南日本新聞社説( 11/19 付 )
[汚染米出荷停止] 検査態勢の再構築急げ
福島市大波地区の農家1戸のコメから、国の暫定基準値(1キログラム当たり500ベクレル)を超える同630ベクレルの放射性セシウムが検出され、政府は大波地区でことし収穫されたコメについて、出荷停止を福島県に指示した。
東京電力福島第1原発事故後、コメの出荷停止は初めてである。当該農家が収穫したコメ840キロは流通しておらず、廃棄処分される。
大波地区のコメは、国が定めた方法で福島県が実施した行政検査を通過し、出荷が認められていた。基準値超えは、生産者の依頼で地元JAが実施した自主検査で判明した。
行政検査のほころびが露呈し、消費者の不安や疑念が広がりかねない事態である。政府はより信頼性の高い検査態勢の再構築を急ぐべきだ。
農林水産省は8月、コメの放射性物質を収穫前の「予備調査」、収穫後の「本調査」の2段階で検査する安全確保策を打ち出した。本調査で暫定基準値を超える地点が1カ所でもあった場合、地域全体を出荷停止として全量廃棄を義務付ける方針だった。

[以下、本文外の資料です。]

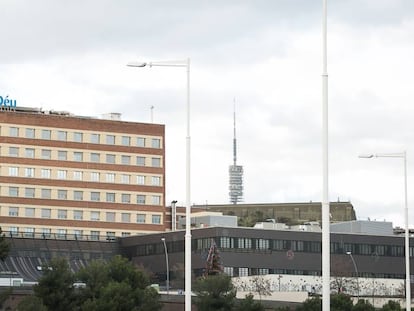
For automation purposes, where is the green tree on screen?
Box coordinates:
[331,294,353,311]
[17,295,47,311]
[381,300,402,311]
[193,274,236,311]
[352,299,375,311]
[204,240,223,275]
[76,256,162,311]
[296,297,322,311]
[237,294,265,311]
[33,258,75,311]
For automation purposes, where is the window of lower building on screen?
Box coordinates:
[121,174,131,184]
[90,134,101,144]
[25,128,35,138]
[24,188,35,198]
[57,170,67,179]
[137,214,145,224]
[105,173,115,183]
[73,171,83,180]
[151,138,161,149]
[106,154,115,164]
[223,267,234,277]
[137,194,145,204]
[9,147,19,157]
[151,215,161,224]
[41,130,52,140]
[137,137,145,147]
[41,149,52,160]
[121,136,131,146]
[73,229,83,239]
[106,212,115,222]
[9,206,19,217]
[151,195,161,205]
[151,158,161,167]
[57,131,68,141]
[41,208,52,218]
[57,229,67,239]
[73,190,83,201]
[91,172,100,182]
[24,148,35,159]
[9,127,19,137]
[73,151,83,162]
[73,132,83,143]
[121,213,131,222]
[58,189,68,200]
[73,210,83,220]
[58,150,68,161]
[9,166,19,177]
[91,231,100,240]
[91,211,101,221]
[91,192,101,202]
[24,167,35,178]
[121,193,131,203]
[58,209,68,219]
[239,268,249,276]
[121,155,131,165]
[9,187,19,197]
[40,189,52,199]
[106,192,115,202]
[137,156,145,166]
[40,168,52,178]
[41,228,52,238]
[23,227,35,238]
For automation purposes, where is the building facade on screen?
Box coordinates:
[193,202,356,226]
[0,108,165,239]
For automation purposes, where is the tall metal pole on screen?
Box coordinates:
[346,252,359,300]
[161,238,170,295]
[185,58,191,311]
[322,0,331,311]
[127,58,191,311]
[403,151,411,311]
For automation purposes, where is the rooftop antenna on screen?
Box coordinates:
[233,98,237,165]
[229,98,243,204]
[150,106,154,123]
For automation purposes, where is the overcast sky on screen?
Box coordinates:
[0,0,414,226]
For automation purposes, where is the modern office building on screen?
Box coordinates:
[193,201,356,224]
[0,107,165,240]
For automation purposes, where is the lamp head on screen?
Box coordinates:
[358,154,375,159]
[127,62,148,67]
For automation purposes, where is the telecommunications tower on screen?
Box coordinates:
[229,101,243,204]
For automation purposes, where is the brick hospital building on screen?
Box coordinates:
[0,108,166,240]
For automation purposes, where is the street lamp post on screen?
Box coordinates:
[359,151,411,311]
[161,238,170,295]
[127,58,191,311]
[322,0,331,311]
[346,252,359,300]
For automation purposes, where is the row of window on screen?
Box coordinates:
[8,166,162,186]
[9,227,131,241]
[136,236,414,260]
[3,187,162,205]
[8,146,162,167]
[8,206,161,224]
[8,127,161,149]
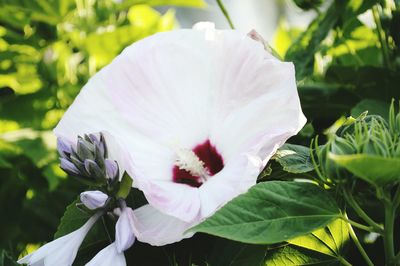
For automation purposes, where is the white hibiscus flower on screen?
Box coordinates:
[55,23,306,245]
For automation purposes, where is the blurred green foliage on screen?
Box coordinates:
[0,0,205,259]
[0,0,400,265]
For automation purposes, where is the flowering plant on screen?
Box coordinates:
[0,0,400,266]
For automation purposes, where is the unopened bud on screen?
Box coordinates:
[104,159,118,180]
[80,190,108,210]
[60,158,79,175]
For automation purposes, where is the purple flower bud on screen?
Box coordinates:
[57,137,72,158]
[60,158,80,175]
[104,159,118,180]
[115,207,136,252]
[84,159,105,179]
[80,190,108,210]
[76,138,94,161]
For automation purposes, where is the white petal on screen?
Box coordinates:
[210,60,306,160]
[18,213,101,266]
[133,205,193,246]
[140,180,200,222]
[55,25,305,229]
[85,242,126,266]
[115,207,135,253]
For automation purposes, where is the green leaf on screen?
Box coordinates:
[190,181,340,244]
[288,219,349,258]
[329,153,400,186]
[351,99,389,120]
[117,172,133,199]
[54,199,108,252]
[207,238,267,266]
[118,0,203,9]
[264,245,340,266]
[285,1,346,80]
[265,219,349,266]
[273,144,314,174]
[0,249,19,266]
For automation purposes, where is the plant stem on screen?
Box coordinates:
[383,201,395,265]
[393,252,400,265]
[347,223,374,266]
[217,0,235,30]
[393,184,400,210]
[372,5,391,68]
[343,189,383,234]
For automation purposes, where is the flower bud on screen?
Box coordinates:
[84,159,105,179]
[57,137,72,158]
[60,158,79,175]
[80,190,108,210]
[104,159,118,180]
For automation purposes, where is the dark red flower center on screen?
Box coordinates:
[172,140,224,187]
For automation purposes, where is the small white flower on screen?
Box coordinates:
[86,242,126,266]
[80,190,108,210]
[115,207,135,252]
[18,212,102,266]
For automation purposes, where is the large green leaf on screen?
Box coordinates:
[191,181,340,244]
[265,219,349,265]
[264,245,340,266]
[288,219,349,258]
[329,153,400,186]
[285,0,346,80]
[207,238,267,266]
[273,144,314,174]
[118,0,207,9]
[54,200,108,252]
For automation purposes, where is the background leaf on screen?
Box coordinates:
[329,153,400,186]
[191,181,340,244]
[273,143,314,174]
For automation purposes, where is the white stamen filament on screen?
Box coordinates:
[175,149,209,182]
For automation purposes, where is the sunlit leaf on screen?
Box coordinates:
[191,181,340,244]
[351,99,389,120]
[329,153,400,186]
[273,143,314,174]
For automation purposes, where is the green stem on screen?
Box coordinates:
[383,201,395,265]
[347,223,374,266]
[343,189,383,234]
[393,252,400,265]
[338,256,352,266]
[393,184,400,210]
[372,5,391,68]
[217,0,235,30]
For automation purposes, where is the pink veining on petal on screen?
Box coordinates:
[172,139,224,187]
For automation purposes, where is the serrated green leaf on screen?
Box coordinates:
[207,238,267,266]
[329,153,400,186]
[351,99,389,120]
[264,245,340,266]
[190,181,340,244]
[273,144,314,174]
[117,172,133,199]
[288,219,349,257]
[0,249,19,266]
[54,199,109,252]
[285,1,346,80]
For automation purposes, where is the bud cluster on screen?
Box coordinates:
[311,102,400,184]
[57,133,119,185]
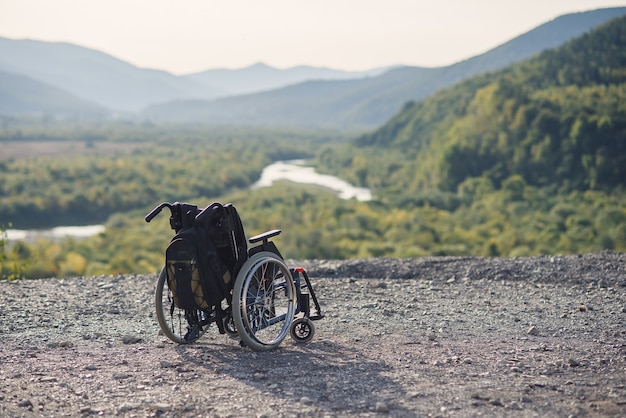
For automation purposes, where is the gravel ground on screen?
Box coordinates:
[0,252,626,417]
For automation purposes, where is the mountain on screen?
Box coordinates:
[346,16,626,198]
[0,38,224,112]
[0,38,386,112]
[183,63,388,96]
[0,7,626,125]
[143,7,626,129]
[0,71,108,118]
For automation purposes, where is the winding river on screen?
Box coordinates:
[251,160,372,201]
[6,160,372,242]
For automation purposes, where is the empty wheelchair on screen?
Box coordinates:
[145,202,323,351]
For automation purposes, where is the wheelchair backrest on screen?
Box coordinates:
[196,202,248,277]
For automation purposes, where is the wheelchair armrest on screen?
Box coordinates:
[248,229,282,244]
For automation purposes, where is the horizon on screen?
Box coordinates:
[0,0,626,75]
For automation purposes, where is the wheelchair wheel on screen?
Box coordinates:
[154,268,209,344]
[233,251,296,351]
[289,318,315,343]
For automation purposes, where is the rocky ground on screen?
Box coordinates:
[0,252,626,417]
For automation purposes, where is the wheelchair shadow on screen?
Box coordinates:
[176,336,417,417]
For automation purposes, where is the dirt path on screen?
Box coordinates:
[0,252,626,417]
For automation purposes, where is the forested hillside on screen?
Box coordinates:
[0,18,626,278]
[321,14,626,199]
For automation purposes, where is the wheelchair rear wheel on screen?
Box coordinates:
[154,268,209,344]
[233,251,296,351]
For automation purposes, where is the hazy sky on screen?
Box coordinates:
[0,0,626,74]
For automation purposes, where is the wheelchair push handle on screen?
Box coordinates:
[144,202,173,222]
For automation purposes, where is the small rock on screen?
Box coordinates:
[374,402,389,412]
[567,358,580,367]
[122,335,142,344]
[17,399,33,408]
[152,403,171,412]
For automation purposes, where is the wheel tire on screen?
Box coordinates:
[154,268,209,344]
[233,251,296,351]
[289,318,315,344]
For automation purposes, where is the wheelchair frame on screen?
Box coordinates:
[145,202,324,351]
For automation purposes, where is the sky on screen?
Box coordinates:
[0,0,626,75]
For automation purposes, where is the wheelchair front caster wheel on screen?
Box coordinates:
[289,318,315,343]
[224,313,237,335]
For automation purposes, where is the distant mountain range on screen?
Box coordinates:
[0,7,626,130]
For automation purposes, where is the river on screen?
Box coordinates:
[6,160,372,242]
[251,160,372,202]
[6,225,104,242]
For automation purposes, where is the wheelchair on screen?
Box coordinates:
[145,202,324,351]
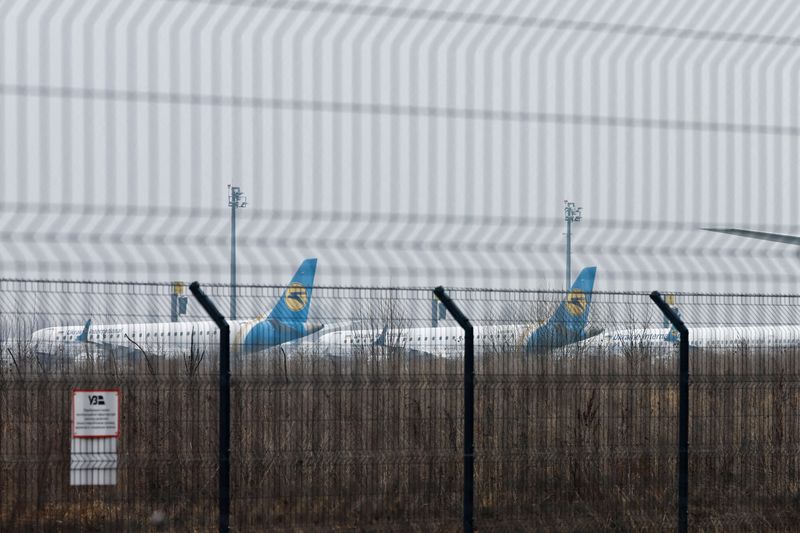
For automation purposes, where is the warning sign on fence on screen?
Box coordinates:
[72,389,119,438]
[69,389,120,485]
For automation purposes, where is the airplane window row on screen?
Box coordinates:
[56,331,217,341]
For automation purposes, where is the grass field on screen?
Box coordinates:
[0,346,800,531]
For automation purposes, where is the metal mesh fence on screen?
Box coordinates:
[0,281,800,531]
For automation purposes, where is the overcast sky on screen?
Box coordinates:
[0,0,800,293]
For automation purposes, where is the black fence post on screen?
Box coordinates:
[650,291,689,533]
[189,281,231,533]
[433,286,475,533]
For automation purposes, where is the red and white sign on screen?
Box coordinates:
[72,389,120,439]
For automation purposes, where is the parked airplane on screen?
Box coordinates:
[301,267,599,357]
[579,325,800,353]
[32,258,322,355]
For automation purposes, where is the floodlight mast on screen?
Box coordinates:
[228,184,247,320]
[564,200,583,292]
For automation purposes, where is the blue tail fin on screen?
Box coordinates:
[268,258,317,322]
[550,267,597,331]
[525,267,597,351]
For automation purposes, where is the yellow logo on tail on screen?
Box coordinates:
[283,283,308,311]
[565,289,586,316]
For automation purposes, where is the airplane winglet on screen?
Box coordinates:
[75,318,92,342]
[372,324,389,346]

福島県は10月までに県内48市町村で2段階調査を実施し、大波地区を含む1174地点の全検体が基準値を下回った。佐藤雄平知事は先月12日にコメの「安全宣言」を出し、安全確保は万全なはずだった。
政府はまず、なぜ汚染米が行政検査の網をすり抜けることができたのか、徹底的に検証すべきである。
同じ地域でも、個々の田んぼによってセシウムの数値が異なるケースは確認されていた。福島県二本松市の旧小浜町地区では、9月の予備調査で暫定基準値と同じ1キログラム当たり500ベクレルのコメが見つかった。同じ地区のほかの田んぼのコメは、最高でも110ベクレルだった。
こうしたホットスポットのような場所が確認されたら、検体を増やすなどして、汚染米のすり抜けを防ぐべきだったのではないか。数値の高い場所に共通する地形や環境面での特徴が認められたら、同じような場所は検体を増やすといった対応も検討すべきである。
原発事故の影響で今年の新米は価格の暴落が心配されたが、これまでのところ昨年を上回る高値が続いている。今回の放射性セシウムの検出が、消費者の購買動向に影響を及ぼす可能性もある。政府は安全の確保はもちろん、産地による極端な価格差が生じないよう監視を強める必要がある。